Outside My Window - all vestiges of a White Christmas are puddled and messy as the temps have risen since our county went into Level 1 snow emergency on Christmas Eve. But what a beautiful eve it was despite the somewhat perilous trek to Midnight Mass. All I have are memories on my camera and in my heart and mind.
I'm Listening To - a teen-ager's phone playing American Pie. Our musical taste have heavily influenced our kid's playlists. Every so often I get updated on what's hip by exchanging lists with them, keeps me young and unnecessarily hip for my age. I must admit enjoying Taylor Swift's album with a Bon Iver cameo. Can't go wrong with Bon Iver.
I'm Reading - purposely avoiding any political things. I'm still working my way through the re-read of Joy To The World (Scott Hahn) but mostly light reading to inspire my creative juices for the upcoming year.

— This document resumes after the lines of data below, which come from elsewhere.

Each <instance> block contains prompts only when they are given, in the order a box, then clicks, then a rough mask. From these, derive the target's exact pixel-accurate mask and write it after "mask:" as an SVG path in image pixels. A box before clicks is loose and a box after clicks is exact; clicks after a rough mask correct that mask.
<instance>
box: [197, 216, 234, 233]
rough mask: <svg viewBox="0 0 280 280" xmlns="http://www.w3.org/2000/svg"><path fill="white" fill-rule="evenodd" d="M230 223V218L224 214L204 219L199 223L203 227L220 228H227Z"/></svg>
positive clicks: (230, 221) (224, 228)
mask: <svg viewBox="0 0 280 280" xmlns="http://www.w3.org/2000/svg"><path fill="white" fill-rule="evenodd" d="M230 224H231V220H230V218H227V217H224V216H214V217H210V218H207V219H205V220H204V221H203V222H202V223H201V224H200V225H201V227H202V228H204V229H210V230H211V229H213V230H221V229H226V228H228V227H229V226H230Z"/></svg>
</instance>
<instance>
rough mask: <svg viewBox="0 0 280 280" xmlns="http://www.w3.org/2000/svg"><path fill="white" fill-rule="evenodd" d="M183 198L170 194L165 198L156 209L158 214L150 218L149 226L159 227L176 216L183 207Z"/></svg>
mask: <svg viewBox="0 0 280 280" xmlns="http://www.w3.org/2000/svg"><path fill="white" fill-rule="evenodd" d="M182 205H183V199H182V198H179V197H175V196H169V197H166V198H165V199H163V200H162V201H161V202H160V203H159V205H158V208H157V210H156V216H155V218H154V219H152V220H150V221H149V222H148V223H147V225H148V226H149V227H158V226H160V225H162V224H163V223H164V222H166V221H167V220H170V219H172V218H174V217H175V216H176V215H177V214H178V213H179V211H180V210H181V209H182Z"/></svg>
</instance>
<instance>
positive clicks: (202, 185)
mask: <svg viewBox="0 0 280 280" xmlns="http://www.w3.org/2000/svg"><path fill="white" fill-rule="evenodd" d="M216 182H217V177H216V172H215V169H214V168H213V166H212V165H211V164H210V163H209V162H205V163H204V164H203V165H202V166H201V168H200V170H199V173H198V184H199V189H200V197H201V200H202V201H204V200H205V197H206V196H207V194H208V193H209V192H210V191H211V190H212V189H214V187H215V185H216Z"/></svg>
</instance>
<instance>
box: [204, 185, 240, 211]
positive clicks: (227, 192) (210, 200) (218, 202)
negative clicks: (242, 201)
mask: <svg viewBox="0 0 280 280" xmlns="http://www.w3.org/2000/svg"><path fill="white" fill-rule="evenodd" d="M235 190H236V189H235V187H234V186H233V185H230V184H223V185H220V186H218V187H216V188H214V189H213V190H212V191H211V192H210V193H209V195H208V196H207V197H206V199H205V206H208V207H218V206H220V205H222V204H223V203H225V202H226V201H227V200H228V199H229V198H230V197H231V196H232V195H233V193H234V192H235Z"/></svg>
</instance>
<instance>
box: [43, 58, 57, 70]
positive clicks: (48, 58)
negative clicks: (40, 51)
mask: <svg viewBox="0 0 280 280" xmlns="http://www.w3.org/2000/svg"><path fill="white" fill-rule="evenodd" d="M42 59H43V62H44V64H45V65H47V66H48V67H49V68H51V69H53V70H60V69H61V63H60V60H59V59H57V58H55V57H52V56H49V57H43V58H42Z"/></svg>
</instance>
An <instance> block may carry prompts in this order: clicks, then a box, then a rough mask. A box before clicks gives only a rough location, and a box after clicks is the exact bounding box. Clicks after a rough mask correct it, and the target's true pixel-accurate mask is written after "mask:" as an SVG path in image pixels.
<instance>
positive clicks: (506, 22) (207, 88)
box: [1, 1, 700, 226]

I'm Wearing - linen lounge pants, a dri-fit top, and my Stella & Tide Bravely necklace. This was a present for myself to celebrate an incredible year with Color Street. When I first signed up with them I knew I wanted Saint Zelie Martin to be my business patron. Mother of saints and business owner, how could I not want to emulate that? Anyhow when I saw the Bravely necklace while shopping for my daughter (she's a Stella fan) I knew I had to get it. I love the beautiful sentiment behind the piece which is a quote from Saint Zelie - "The good Lord does not do things by halves; He always gives what we need. Let us, then, carry on bravely"

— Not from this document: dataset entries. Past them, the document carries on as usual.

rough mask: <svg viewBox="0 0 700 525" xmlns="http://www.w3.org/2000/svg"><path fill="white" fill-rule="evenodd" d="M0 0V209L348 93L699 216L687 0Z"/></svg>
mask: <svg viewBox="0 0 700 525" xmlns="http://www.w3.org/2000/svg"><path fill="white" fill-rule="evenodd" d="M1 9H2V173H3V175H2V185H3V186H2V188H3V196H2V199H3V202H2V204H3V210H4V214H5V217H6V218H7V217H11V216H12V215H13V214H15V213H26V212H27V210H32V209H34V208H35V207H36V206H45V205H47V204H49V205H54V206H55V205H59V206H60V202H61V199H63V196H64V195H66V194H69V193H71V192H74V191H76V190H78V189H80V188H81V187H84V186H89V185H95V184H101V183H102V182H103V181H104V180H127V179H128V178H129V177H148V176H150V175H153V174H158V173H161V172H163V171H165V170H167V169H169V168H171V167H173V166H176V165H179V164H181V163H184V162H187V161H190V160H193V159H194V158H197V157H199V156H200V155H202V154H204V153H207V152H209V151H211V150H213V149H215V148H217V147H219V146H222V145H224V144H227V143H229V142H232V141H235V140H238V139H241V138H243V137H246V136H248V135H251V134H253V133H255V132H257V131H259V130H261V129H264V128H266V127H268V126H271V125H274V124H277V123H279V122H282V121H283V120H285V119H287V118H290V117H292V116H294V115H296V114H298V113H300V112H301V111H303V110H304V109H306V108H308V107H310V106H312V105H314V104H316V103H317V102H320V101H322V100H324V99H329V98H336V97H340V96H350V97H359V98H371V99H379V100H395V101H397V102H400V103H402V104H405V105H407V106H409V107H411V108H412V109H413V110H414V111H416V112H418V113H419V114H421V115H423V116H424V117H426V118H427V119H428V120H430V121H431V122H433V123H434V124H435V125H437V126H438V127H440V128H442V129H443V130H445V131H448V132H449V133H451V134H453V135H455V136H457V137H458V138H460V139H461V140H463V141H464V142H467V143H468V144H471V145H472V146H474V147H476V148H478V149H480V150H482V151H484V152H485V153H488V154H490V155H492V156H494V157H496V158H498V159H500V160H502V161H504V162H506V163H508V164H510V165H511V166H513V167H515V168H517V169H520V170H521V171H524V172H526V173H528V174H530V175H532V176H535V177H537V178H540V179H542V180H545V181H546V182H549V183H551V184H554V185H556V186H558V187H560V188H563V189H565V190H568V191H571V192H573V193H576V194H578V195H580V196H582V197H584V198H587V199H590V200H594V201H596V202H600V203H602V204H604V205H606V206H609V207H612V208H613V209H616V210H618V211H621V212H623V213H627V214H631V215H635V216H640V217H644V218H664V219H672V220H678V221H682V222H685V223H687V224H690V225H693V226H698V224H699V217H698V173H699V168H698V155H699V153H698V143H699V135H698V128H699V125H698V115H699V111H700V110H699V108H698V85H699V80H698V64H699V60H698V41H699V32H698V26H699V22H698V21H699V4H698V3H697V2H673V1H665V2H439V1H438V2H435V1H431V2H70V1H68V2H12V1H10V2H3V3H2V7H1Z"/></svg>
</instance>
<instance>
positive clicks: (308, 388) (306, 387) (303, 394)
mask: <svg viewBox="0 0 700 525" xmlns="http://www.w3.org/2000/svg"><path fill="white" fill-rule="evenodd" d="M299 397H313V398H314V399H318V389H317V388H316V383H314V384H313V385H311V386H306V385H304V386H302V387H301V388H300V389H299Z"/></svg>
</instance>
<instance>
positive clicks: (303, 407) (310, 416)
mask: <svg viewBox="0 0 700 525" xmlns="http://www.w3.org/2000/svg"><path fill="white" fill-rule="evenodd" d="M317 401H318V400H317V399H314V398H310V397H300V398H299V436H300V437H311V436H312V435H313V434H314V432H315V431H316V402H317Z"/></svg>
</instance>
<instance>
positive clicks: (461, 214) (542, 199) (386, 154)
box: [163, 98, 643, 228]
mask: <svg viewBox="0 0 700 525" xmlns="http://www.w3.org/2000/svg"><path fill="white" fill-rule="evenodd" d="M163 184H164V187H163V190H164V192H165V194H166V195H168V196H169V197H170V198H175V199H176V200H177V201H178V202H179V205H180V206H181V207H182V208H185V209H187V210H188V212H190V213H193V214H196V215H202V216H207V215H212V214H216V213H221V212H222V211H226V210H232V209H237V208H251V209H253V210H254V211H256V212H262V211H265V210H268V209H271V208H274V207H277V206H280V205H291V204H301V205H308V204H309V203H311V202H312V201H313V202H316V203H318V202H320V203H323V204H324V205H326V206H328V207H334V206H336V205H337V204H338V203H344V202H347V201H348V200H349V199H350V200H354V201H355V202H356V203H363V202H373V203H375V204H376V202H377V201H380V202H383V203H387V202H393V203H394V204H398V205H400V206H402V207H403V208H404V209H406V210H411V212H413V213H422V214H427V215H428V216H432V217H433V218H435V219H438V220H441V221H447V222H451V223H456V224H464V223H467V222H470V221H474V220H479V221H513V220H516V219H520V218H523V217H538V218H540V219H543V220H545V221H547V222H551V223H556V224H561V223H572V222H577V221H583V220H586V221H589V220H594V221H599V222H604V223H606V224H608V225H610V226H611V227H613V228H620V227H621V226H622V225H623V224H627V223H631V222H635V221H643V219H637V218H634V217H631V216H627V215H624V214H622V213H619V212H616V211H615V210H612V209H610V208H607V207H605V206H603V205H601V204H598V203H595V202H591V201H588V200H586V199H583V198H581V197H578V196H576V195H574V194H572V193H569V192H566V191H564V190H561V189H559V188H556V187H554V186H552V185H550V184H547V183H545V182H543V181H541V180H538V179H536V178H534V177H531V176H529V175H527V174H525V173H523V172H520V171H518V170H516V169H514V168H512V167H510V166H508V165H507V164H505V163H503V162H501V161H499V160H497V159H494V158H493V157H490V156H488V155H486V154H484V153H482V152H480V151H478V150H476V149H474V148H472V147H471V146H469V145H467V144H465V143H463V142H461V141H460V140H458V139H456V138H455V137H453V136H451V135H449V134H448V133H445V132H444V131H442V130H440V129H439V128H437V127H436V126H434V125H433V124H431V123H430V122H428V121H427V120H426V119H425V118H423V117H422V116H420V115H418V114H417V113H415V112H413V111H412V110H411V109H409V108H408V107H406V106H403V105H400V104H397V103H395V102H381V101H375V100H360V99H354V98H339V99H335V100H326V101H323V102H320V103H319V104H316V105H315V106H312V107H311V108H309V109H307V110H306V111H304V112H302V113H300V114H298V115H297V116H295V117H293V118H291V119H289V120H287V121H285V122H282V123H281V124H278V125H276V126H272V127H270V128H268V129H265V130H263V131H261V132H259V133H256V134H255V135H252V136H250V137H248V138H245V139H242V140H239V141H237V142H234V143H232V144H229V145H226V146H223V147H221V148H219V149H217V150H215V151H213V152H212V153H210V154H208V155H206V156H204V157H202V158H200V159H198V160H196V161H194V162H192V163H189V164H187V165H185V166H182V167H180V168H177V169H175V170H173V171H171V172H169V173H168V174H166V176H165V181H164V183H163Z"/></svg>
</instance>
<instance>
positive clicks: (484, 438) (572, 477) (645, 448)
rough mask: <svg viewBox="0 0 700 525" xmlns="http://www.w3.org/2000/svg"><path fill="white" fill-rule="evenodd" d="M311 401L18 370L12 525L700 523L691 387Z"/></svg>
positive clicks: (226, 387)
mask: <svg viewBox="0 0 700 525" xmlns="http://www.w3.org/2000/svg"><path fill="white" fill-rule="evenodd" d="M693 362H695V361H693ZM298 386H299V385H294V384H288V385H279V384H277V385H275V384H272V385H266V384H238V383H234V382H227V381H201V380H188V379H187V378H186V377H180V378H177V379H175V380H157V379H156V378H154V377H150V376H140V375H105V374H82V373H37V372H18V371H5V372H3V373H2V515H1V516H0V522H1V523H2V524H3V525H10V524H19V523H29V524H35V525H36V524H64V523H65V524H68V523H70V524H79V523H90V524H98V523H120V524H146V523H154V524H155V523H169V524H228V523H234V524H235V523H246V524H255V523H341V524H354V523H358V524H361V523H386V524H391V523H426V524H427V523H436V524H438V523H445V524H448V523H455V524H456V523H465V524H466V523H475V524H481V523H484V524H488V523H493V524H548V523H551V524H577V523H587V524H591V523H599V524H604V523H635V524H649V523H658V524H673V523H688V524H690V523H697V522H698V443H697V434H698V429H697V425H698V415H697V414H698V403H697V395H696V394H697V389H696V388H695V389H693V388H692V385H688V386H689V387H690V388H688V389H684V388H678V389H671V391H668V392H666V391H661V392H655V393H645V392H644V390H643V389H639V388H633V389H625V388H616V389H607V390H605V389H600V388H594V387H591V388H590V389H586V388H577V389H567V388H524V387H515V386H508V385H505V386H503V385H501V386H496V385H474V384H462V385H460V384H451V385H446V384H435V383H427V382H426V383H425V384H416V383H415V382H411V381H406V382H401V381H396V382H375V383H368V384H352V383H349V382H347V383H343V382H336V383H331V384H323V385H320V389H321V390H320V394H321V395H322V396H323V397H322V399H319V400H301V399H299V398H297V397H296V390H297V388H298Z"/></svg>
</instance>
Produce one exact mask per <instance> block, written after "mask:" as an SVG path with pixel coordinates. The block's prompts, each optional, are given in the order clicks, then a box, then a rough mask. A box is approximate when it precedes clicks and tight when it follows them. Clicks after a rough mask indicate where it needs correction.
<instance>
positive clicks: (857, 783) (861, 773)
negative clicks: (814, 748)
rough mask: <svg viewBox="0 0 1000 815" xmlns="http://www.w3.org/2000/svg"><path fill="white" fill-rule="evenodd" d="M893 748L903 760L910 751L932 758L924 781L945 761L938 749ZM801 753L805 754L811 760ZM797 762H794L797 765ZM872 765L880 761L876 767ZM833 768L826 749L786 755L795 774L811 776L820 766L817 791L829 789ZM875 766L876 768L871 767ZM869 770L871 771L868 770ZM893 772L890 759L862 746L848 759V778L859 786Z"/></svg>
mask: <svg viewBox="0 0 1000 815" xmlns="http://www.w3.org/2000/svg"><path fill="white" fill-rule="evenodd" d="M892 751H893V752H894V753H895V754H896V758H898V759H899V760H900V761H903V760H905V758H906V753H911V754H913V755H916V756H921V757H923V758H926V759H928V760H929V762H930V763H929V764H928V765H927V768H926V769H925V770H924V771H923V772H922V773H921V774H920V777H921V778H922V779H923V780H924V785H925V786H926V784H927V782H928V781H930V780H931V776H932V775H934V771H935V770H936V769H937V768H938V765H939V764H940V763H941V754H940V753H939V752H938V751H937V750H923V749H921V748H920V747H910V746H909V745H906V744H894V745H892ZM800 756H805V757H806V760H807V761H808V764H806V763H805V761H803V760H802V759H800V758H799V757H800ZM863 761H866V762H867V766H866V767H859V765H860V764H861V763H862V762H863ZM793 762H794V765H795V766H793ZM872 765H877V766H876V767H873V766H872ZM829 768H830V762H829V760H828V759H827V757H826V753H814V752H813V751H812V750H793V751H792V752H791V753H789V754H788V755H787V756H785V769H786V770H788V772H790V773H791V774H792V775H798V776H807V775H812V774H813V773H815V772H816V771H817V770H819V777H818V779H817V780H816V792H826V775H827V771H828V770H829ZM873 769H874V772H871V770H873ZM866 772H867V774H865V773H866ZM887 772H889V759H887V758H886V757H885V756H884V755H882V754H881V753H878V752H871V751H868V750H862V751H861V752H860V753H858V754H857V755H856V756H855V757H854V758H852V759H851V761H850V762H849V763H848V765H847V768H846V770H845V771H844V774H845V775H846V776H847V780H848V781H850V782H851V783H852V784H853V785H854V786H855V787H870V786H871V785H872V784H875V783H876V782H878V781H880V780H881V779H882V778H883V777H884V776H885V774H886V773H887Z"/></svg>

I'm Pondering - the introspection of Advent had me going into the Christmas season aware of my failings and weaknesses in all aspects of my life. I was feeling pretty low on the way to Mass trying to sort out everything in prayer. As Mass got underway, a very enthusiastic singer a couple of pews away had me chuckling out of my morose mood. I wasn't internally laughing because of the admittedly not very good singing. To preface this, I'm a bit spoiled having grown up in a culture that is historically musical. Our parish also happens to have one of the best choirs in the diocese. Whether it be music or life, there's certain part of me that seeks all these perfections to feed that emotional (also selfish) part of me. So when the imperfect singing commenced behind me, there was that instant realization that my perceived failings really deserve the mercy of the imperfect. Because in the imperfection I knew more than ever that I needed help, I needed God. The laughter I was trying to contain wasn't because the singing was bad but at the realization that I don't deserve the perfect singing. I deserved this out-of-tune yet wholehearted baritone as an analogy to my out-of-tune life. And there's the joy, through the imperfect, God seeks me in love, out of my self-pity and into the joy of the life in tune with His. I have never been more thankful and joyful for the less than perfect pitch. So today, sing your joy!
I'm Looking Forward To - wearing a sparkly outfit on New Year's Eve, at home. Because why the heck not?!
Mom Treat - in photo
Prayers - continuing prayers for friends. A better 2021.